Find (possibly unknown) keywords associated to other (known) keywords. Starting from user-defined seed keywords the program finds associated ones from google results. Texts from related google images searches are also considered. The process is repeated until reaching one stop criteria (i.e., the user stops the program or the extracted keywords don't change much anymore).
The user can interact with the iterative search through a gui (it is also possible to interact with the program programmaticaly). To open the gui open a terminal from the program's directory and type:
python kwGui.py
-
To start a keyword search type search term and press enter or click on the "search" button.
-
Keywords will be shown on the left and related images on the right side of the gui.
-
Keyword types:
- Top (green): original ("permanent") keywords included in all the iterations.

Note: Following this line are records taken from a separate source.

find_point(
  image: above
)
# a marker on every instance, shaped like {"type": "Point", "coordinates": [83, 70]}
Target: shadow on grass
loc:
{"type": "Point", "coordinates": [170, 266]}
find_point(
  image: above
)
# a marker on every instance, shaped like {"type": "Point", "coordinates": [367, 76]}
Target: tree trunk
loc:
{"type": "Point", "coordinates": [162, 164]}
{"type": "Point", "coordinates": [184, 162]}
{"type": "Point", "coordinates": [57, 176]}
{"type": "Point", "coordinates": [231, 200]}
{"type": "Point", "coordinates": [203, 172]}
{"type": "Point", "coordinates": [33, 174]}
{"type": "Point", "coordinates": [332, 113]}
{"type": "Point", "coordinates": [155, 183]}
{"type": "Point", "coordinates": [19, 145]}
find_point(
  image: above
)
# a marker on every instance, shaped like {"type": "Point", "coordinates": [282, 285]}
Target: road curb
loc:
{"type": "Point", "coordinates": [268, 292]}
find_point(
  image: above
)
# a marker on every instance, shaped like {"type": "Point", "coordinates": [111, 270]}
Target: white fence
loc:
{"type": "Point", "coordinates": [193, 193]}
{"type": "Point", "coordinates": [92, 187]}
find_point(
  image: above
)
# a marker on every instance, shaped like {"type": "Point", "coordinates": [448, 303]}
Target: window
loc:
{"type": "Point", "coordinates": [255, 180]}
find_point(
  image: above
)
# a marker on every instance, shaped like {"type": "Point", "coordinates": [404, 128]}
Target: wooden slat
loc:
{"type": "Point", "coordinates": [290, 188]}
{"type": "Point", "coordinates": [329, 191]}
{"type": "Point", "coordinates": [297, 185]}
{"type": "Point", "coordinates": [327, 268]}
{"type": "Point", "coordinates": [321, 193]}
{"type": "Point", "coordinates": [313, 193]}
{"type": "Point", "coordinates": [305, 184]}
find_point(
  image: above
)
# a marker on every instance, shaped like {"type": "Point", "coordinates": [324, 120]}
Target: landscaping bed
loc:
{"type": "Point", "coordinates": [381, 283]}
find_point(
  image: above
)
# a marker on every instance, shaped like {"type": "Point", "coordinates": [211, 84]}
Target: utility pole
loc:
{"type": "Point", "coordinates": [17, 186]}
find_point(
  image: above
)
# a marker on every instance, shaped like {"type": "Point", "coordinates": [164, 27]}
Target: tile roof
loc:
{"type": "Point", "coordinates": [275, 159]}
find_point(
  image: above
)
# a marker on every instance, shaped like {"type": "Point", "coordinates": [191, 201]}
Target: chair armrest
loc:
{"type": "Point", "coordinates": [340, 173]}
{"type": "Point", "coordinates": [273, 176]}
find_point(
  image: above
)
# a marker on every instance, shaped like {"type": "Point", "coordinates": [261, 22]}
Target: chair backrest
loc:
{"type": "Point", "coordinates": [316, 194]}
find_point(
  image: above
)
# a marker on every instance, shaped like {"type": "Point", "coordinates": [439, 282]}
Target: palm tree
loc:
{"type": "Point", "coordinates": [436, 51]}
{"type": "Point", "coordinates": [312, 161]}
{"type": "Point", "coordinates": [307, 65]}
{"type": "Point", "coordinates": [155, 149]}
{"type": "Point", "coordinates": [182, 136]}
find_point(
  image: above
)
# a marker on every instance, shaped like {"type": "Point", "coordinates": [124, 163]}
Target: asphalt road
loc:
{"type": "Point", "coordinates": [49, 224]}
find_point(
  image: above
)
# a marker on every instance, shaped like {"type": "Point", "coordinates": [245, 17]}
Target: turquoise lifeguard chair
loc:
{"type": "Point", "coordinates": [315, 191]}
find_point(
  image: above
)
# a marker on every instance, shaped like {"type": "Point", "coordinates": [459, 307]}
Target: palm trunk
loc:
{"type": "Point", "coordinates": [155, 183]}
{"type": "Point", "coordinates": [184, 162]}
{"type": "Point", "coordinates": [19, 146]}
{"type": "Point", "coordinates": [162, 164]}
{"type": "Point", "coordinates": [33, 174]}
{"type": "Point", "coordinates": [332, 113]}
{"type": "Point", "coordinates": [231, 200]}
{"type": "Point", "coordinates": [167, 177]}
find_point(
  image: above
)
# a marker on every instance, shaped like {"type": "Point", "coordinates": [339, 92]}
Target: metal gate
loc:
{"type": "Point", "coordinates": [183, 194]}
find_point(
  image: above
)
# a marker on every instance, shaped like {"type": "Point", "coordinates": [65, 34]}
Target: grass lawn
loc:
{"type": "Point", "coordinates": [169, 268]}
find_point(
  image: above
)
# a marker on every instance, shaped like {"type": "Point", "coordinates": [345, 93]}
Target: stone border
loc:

- Middle (white): relevant keywords included as search terms, but they are not permanent and can be demoted in subsequent iterations.
- Bottom (gray): the remaining keywords sorted by their relevance.
-
Keywords can be promoted or demoted by moving them up or down into a different keyword region, respectively.
-
Keywords can be "erased" making them a negative keyword in subsequent searches. Erase a keyword by draggin it to the side until the picture of a trashcan appears.
-
Clicking on an image opens its respective website on a browser. While the user checks the website the program will be paused. To resume the user is given the choice to state whether or not the information in the website was relevant.
-
To manually pause or stop a search press the "||" or "o" buttons, respectively.
-
The search terms could be reset by erasing terms and/or typing new ones and pressing "Reset".
-
The web scrapping abilities of the program might require an update (i.e., update GoogleImagesSearch in SearchUtils.py). Many thumbnails do not load at the moment.
-
Store the thumbnails so that only gathered images are (quickly) displayed.
- The gui could pick an image from the folder with a weight proportional to the logarithm of the thumbnail number. This way the latest-adquired thumbnails will be favored (but not overwhelmingly so).
-
Might be nice to more clearly separate the program core from the GUI by putting the GUI on a separate folder and making it gather information from the "ipc" folder.
-
The "database", currently a json file, should probably be switched to an actual database to make it easy to handle reads and writes.